Iris Barry became an American citizen in 1941. Abbott soon moved to other positions within the Museum of Modern Art and Barry also became director of the film department in 1946. Abbott's marriage was divorced before 1950. In 1949 Barry fell ill with cancer for the first time, but was successfully treated. At the same time, she was named Chévalier of the Légion d'honneur in recognition of her services to French film - namely the accommodation of the holdings of the Cinémathèque française during the German occupation of France in World War II . In the same year she left the United States and moved to France. There she continued to work as a representative of the Museum of Modern Art, bought material for the collection or attended film festivals for the MoMA . For a while she lived in Fayence in the Var department in the south of France with a young French man in a derelict farmhouse and ran in the former home of Arthur Everett Austin Jr., who died in 1957 . until 1944 director of the Wadsworth Atheneum , an antique shop. In 1955, under McCarthyism , she was threatened with deprivation of US citizenship for alleged communist activities, but her membership of the museum, confirmed by MoMA staff, saved her from doing so. Iris Barry fell ill with cancer again in 1969. Since she was penniless, friends and former colleagues had to step in and pay for their treatment costs. Iris Barry died on December 22, 1969 in Marseille .

Publications (selection)

Poetry and fiction

Art and film history

literature

  • Missy Daniel: Barry, Iris . In: Barbara Sicherman and Carol Green Hurd: Notable American Women. The Modern Period. A Biographical Dictionary . Belknap Press of Harvard University Press, Cambridge, Massachusetts 1980, ISBN 0-674-62733-4 , pp. 56-58, with further bibliographical information and information on the whereabouts of the correspondence;
  • Bruce Henson: Iris Barry: American Film Archive Pioneer . In: The Katharine Sharp Review No. 4, Winter 1997, ISSN  1083-5261 , PDF, 81 kB ;
  • Robert Sitton: Lady in the Dark.

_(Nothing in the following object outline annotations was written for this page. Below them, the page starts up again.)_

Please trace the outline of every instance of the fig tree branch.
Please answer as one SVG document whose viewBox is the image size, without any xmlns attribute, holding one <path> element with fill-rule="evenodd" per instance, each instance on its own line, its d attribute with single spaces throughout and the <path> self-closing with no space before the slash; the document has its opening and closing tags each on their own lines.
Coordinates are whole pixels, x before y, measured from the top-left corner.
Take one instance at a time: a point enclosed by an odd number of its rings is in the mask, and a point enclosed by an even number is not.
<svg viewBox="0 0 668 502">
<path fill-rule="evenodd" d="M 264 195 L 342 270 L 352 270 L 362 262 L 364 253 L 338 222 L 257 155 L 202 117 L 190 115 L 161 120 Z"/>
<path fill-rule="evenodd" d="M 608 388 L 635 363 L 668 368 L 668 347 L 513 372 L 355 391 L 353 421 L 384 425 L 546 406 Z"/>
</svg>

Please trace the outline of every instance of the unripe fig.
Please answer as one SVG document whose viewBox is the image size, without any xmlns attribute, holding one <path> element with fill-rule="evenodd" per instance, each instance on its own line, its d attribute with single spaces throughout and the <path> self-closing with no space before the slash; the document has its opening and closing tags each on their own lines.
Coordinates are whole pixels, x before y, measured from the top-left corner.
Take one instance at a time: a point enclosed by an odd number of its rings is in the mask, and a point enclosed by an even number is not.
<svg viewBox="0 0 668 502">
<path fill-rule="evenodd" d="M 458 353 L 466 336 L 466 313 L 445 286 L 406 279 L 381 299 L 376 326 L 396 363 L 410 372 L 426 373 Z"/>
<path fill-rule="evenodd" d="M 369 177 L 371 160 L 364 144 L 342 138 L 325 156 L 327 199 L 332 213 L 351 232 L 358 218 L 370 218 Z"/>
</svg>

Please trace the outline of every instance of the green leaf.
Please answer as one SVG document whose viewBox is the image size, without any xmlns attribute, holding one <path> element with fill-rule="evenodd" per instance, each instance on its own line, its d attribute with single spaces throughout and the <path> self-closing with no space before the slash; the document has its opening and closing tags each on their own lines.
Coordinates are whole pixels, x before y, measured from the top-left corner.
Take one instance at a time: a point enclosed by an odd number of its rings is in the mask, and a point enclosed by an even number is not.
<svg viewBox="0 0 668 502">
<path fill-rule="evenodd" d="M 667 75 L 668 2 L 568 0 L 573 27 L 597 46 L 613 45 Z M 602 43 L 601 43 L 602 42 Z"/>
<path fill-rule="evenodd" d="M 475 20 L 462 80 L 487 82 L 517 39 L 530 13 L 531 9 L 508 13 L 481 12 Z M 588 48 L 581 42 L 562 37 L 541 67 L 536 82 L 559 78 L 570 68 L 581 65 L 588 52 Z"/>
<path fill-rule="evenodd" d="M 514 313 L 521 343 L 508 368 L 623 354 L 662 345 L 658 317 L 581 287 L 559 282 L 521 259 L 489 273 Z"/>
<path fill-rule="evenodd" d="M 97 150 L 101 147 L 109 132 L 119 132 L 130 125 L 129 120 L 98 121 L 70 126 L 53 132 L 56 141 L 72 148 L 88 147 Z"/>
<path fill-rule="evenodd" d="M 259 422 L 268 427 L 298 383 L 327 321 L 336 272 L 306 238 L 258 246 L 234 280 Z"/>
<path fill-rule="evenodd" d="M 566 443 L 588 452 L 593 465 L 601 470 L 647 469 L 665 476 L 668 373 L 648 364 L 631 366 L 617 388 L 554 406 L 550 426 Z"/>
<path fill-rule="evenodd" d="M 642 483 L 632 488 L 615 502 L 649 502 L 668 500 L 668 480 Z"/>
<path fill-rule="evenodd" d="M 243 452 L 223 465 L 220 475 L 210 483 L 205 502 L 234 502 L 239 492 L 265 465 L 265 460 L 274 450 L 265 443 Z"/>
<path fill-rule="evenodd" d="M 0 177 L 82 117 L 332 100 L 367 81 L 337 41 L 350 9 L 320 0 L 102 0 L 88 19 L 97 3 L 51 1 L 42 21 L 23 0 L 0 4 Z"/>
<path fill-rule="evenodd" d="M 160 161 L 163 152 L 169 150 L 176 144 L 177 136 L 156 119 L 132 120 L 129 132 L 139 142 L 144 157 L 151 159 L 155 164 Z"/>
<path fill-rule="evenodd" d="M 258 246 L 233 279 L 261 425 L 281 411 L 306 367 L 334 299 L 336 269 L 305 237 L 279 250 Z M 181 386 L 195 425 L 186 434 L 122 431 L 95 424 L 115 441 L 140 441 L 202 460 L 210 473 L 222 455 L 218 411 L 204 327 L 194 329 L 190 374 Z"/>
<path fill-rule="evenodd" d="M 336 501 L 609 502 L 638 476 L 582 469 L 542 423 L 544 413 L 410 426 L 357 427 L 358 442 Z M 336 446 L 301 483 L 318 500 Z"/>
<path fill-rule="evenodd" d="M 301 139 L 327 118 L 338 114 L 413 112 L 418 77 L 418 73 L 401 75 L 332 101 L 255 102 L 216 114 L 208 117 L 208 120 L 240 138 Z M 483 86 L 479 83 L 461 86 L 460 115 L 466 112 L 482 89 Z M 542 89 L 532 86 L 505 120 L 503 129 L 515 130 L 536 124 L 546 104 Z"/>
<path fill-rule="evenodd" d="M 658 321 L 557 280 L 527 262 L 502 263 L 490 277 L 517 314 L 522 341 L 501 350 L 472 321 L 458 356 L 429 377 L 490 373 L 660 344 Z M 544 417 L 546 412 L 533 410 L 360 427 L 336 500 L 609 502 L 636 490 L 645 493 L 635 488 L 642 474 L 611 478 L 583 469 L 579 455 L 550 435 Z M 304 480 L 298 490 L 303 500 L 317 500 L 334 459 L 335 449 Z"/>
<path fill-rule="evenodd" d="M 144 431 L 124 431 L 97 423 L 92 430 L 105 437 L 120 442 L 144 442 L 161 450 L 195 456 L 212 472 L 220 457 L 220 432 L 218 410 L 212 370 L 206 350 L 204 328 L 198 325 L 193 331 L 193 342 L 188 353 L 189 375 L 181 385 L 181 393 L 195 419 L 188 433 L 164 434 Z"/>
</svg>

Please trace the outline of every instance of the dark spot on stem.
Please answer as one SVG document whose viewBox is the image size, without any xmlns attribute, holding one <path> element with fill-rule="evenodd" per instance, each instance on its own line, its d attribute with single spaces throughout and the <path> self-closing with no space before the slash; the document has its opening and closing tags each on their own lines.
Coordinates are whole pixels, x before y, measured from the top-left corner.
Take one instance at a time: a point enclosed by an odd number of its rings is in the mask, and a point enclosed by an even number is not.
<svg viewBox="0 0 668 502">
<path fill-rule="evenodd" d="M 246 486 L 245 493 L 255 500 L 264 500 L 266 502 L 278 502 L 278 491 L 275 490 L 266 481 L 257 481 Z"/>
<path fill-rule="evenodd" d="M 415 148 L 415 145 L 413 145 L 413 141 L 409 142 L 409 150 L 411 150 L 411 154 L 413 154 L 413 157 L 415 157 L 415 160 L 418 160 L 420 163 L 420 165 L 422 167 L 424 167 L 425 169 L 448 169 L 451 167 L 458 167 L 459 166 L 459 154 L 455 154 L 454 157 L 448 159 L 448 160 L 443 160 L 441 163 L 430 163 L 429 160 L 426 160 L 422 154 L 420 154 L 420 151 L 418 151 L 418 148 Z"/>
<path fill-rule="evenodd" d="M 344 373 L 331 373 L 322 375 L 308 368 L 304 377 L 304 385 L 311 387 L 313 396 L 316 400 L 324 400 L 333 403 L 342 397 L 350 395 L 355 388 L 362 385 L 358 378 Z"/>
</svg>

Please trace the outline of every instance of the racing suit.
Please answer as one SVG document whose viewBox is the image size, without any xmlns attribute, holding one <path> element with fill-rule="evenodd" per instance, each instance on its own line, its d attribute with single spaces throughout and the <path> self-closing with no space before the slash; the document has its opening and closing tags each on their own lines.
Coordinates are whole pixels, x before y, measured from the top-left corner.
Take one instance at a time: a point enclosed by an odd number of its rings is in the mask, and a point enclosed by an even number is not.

Iris Barry and the Art of Film . Columbia University Press, New York 2014, ISBN 978-0-231-53714-8 .

Web links

Individual evidence

  1. Missy Daniel: Barry, Iris , pp. 56-57.
  2. a b c Missy Daniel: Barry, Iris , p. 57.
  3. Bruce Henson: Iris Barry: American Film Archive Pioneer , p. 3.
  4. Henry K. Miller: Film Society, The (1925-39) , Website Screen online of the British Film Institute , accessed on January 6 of 2019.
  5. a b c Robert Sitton: Iris Barry . In: Jane Gaines, Radha Vatsal and Monica Dall'Asta (eds.): Women Film Pioneers Project . Center for Digital Research and Scholarship. Columbia University Libraries, New York, NY 2013, October 9, 2015, accessed January 6, 2019.
  6. Bruce Henson: Iris Barry: American Film Archive Pioneer , pp. 4-5.
  7. FIAF Timeline , website of the Fédération Internationale des Archives du Film , accessed on January 6, 2019.
  8. Christophe Dupin: [1] . In: Journal of Film Preservation , No. 88, April 2013, pp. 43–58, accessed January 6, 2019.
  9. Past Executive Committees , website of the Fédération Internationale des Archives du Film , accessed on January 6, 2019.
  10. Bruce Henson: Iris Barry: American Film Archive Pioneer , pp. 1-2.
  11. Missy Daniel: Barry, Iris , pp. 57-58.